In mid-November 2014, the brewing team made a beery pilgrimage to Brussels visit Brasserie Cantillon and discover how they brew their wonderful beers.
We set off on a Friday afternoon and arrived in Brussels later that night, we wasted no time making our presence known in the incredibly popular Delerium bar. With an astounding selection of bottled beer on offer from all over the world, we were absolutely spoiled for choice.
Bright and early Saturday morning, the team (noticeably down a few men!) set off to the world famous Brasserie Cantillon. As brewers we are always on the lookout for new ideas and techniques, but the methods utilised by Cantillon and a handful of other breweries in Belgium couldn’t be further from the way we work at Rye River and on the face of it you would never believe how incredible the results can be.

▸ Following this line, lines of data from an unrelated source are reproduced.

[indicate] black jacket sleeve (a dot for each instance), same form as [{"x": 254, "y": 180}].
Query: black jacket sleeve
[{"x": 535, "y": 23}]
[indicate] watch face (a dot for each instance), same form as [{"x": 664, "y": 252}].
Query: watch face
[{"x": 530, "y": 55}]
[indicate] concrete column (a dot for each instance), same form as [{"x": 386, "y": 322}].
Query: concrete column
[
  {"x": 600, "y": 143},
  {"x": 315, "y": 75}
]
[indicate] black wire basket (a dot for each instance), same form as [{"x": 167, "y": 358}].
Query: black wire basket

Cantillon produces what are known as Lambic beers. These beers hark back to the days when yeast was an unknown entity and fermentation a mystical occurrence. Rather than fermenting their beers as we do, by adding a carefully chosen strain of yeast under super sanitary conditions, Lambic brewers simply let whatever’s floating around in the air ferment their beer, which is how all beer was once made. The wort produced by the brewers is left to cool over night in a large shallow vessel known as a coolship which is located in the rafters of the brewery. The distinctive roof features slots that open to the outside world inviting airbourne micro-organisms in to take up residence and turn the sugary liquid into beer!

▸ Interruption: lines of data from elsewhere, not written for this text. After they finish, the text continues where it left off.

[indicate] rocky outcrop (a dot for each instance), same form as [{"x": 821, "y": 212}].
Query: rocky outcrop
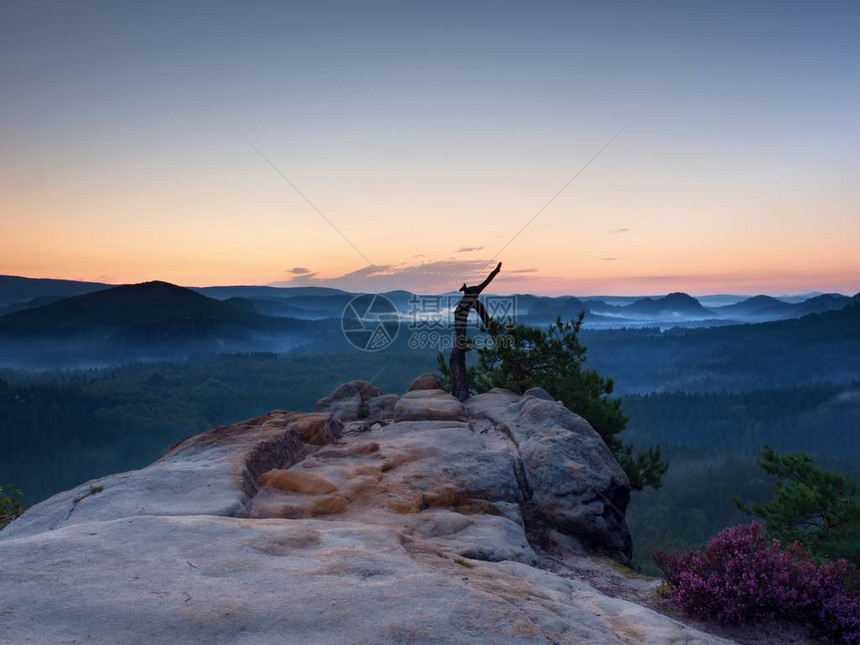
[
  {"x": 420, "y": 521},
  {"x": 350, "y": 401}
]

Once cooled overnight, fermentation of Lambic beer takes place in oak casks and can last up to two years, after which time it is often re-fermented in the bottle to produce a style of beer known as gueuze. The long fermentation has two distinct phases. A primary phase, which lasts around 3 months, during which most of the alcohol is produced, followed by a long secondary phase, when lactic acid is produced. These distinct phases are the result of the successive development of mixed microbial populations, initially several types of bacteria, as well as yeasts (including normal brewer’s yeast), followed in the secondary phase by two very important micro-organisms, Pediococcus bacteria and Brettanomyces yeasts. Often times fruit is added to the oak barrels, usually cherries or raspberries, to produce Kriek and Framboise beers respectively, which are wonderfully refreshing and great for toasting a special occasion. Naturally, given the way the beer is produced, each barrel of lambic is different and part of the skill of the lambic brewer is blending the beers to the house style – not unlike Champagne. Only the very best casks are left unblended.
We wandered around the brewery for ages, in awe of the ancient equipment and the spider webs at every turn. Lambic brewer’s will not touch the dust and webs for fear of disturbing the delicate balance of micro-organisms that exist within the brewery and that help produce their wonderful beers.
Lambic beers have a sour character and often pungent, funky aroma and can at first be a shock to the senses, but given the chance they are incredibly enjoyable and complex beers to be savoured. We ended our trip to the brewery by tasting a selection of Cantillon beers, including a framboise called Rosé de Gambrinus. No joke, it smelt like a wet dog, but just like how stinky cheese can taste so good, it was a real treat to drink!